2025年7月23日 – arXiv最新論文の紹介

Scaling Up RL: Unlocking Diverse Reasoning in LLMs via Prolonged Training

Scaling Up RL: Unlocking Diverse Reasoning in LLMs via Prolonged Training [121.6]
本研究では,長期強化学習が多種多様な推論領域にまたがる小言語モデルに及ぼす影響について検討する。我々は,長期的パフォーマンス向上の鍵となる重要な要素として,制御KL正規化,クリッピング率,定期参照ポリシーリセットを導入する。私たちのモデルは、数学の+14.7%、コーディングの+13.9%、論理パズルの+54.8%など、強力なベースラインよりも大幅に改善されている。
論文参考訳（メタデータ） (Wed, 16 Jul 2025 17:59:24 GMT)
「Our work demonstrates that through careful algorithm design, including decoupled clipping, dynamic sampling, controlled KL regularization, and periodic reference policy resets, even small- scale models can achieve substantial reasoning improvements without the computational demands of larger architectures.」と小規模モデルでも有効な強化学習手法の提案。
リポジトリはnvidia/Nemotron-Research-Reasoning-Qwen-1.5B · Hugging Face

Conformal Prediction for Privacy-Preserving Machine Learning [83.9]
AESで暗号化されたMNISTデータセットの変種を用いて、暗号化されたドメインに直接適用しても、コンフォーマル予測法が有効であることを示す。我々の研究は、安全でプライバシーに配慮した学習システムにおける原則的不確実性定量化の基礎を定めている。
論文参考訳（メタデータ） (Sun, 13 Jul 2025 15:29:14 GMT)
「We then assess the same model architecture under encryption. When trained on MNIST images encrypted with a fixed key and initialization vector (AES encryption; see Section 3), the model attains an average training accuracy of 39.48% and a test accuracy of 36.88%.」って本当なんだろうか…「In contrast, training the same model on the MNIST dataset with randomized encryption per sample (a unique key per image) results in a test accuracy of 9.56%, indistinguishable from random guessing.」と記載されているということはleakとかではなさそうだが。。。キーとIVが固定とはいえ、結構驚きがある。

A Survey on Long-Video Storytelling Generation: Architectures, Consistency, and Cinematic Quality [108.9]
ビデオ生成モデルは5～16秒間のビデオしか生成できないが、しばしば「ロングフォームビデオ」とラベル付けされる。 16秒を超えるビデオは、物語全体を通して一貫したキャラクターの外観とシーンレイアウトを維持するのに苦労する。近年の研究では、複数のキャラクター、物語のコヒーレンス、高忠実度の詳細を特徴とする長編ビデオの制作が試みられている。
論文参考訳（メタデータ） (Wed, 09 Jul 2025 18:20:33 GMT)
一貫した長い動画を生成するための手法等のサーベイ

Probing for Arithmetic Errors in Language Models [86.8]
言語モデルの内部アクティベーションは、算術誤差を検出するために使用できる。単純なプローブはモデルが予測した出力と正解の両方を隠蔽状態から正確に復号できることを示す。
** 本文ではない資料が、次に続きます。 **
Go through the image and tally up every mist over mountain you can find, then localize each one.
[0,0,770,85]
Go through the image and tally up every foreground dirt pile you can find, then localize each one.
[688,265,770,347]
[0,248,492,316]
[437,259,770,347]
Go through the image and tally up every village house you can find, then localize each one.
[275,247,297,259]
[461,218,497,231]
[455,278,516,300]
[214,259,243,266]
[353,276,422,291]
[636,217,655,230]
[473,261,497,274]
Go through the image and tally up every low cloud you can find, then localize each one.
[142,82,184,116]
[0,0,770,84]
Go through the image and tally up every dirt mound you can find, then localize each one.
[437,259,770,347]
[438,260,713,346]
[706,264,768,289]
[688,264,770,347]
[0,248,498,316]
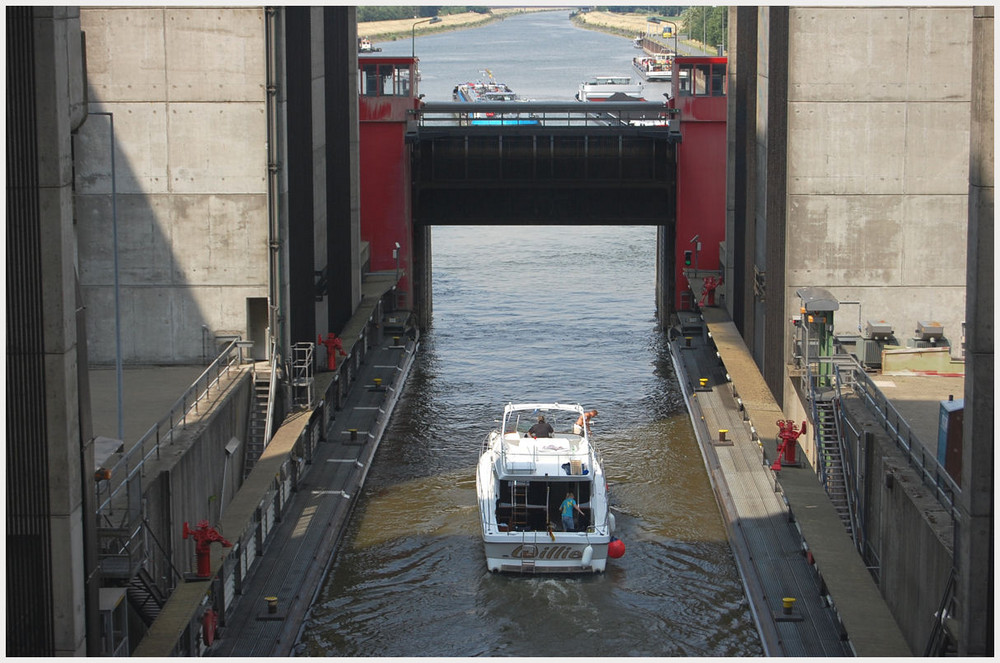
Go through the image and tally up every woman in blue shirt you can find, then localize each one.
[559,491,583,532]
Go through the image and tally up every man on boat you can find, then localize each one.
[573,410,597,435]
[528,414,554,437]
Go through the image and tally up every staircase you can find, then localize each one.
[243,368,271,479]
[815,399,854,537]
[125,568,167,626]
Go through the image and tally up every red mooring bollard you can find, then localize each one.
[181,520,233,578]
[324,332,347,371]
[775,419,806,469]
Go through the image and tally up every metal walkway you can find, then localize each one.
[670,308,912,656]
[209,335,417,656]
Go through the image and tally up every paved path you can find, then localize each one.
[210,336,416,656]
[671,308,912,656]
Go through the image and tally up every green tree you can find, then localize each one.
[681,6,728,51]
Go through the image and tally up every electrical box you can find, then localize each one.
[938,398,965,487]
[914,320,944,341]
[865,320,893,341]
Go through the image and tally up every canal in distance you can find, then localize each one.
[296,10,763,657]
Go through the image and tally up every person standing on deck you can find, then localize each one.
[573,410,597,435]
[559,491,583,532]
[528,415,555,437]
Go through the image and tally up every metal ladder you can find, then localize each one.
[816,400,852,534]
[126,567,167,627]
[243,368,271,479]
[510,481,528,530]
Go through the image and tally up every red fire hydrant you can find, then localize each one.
[771,419,806,470]
[698,276,722,306]
[316,332,347,371]
[181,520,233,578]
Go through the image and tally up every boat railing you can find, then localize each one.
[411,101,680,133]
[500,435,599,476]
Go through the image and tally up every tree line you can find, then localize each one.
[594,5,729,46]
[358,5,490,23]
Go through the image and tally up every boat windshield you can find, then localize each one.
[587,76,632,85]
[503,409,580,437]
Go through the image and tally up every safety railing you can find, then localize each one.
[844,366,961,520]
[412,101,680,136]
[96,338,249,527]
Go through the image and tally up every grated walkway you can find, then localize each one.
[670,309,911,656]
[210,336,417,656]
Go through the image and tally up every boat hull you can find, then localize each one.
[483,532,610,573]
[476,404,615,574]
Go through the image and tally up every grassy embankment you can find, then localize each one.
[358,7,701,52]
[358,7,568,42]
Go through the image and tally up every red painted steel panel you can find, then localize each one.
[358,56,420,309]
[360,122,412,306]
[674,108,726,309]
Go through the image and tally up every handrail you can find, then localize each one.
[411,101,681,134]
[263,339,278,448]
[96,337,243,522]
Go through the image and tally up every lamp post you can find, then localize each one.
[663,21,680,57]
[410,16,441,58]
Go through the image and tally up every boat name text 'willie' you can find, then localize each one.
[510,546,583,559]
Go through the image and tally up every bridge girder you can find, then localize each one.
[412,127,676,227]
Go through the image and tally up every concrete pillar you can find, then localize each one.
[724,6,757,338]
[5,7,90,657]
[655,223,677,329]
[410,224,434,329]
[751,7,789,403]
[323,7,361,333]
[955,6,995,656]
[284,7,317,344]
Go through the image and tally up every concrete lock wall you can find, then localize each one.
[75,7,268,364]
[784,7,972,356]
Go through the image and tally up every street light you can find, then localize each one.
[410,16,441,58]
[663,21,680,57]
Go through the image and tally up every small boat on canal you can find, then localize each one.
[576,76,645,101]
[451,69,538,125]
[632,53,674,83]
[476,403,625,573]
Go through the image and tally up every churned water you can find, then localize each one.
[297,12,763,657]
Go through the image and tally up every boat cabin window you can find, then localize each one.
[677,63,726,97]
[358,63,411,97]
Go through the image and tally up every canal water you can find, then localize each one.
[296,11,763,657]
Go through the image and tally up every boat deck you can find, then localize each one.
[671,308,912,656]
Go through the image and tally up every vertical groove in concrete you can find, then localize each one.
[956,6,995,656]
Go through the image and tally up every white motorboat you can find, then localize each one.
[632,53,674,83]
[576,76,645,101]
[476,403,625,573]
モデル精度を90%以上の精度で予測する軽量エラー検出器を訓練する。
論文参考訳（メタデータ） (Wed, 16 Jul 2025 16:27:50 GMT)
「Starting with a controlled set- ting of 3-digit addition, we show that simple probes can accurately decode both the model’s predicted output and the correct an- swer from hidden states, regardless of whether the model’s output is correct.」はまぁできるだろうとして、「We then extend this analysis to a more complex setting, where the model is asked to solve math word problems only requiring addition (Cobbe et al , 2021) using a structured chain-of-thought (CoT) format (Wei et al , 2022), in which intermediate steps are expressed as equations (e g , <a+b=c>). Remarkably, we find that the same probes trained on simple arithmetic queries can be applied directly to this setting, maintaining over 80% accuracy in detecting whether the model is producing correct intermediate results.」やself correlationに役立ったりは面白い結果。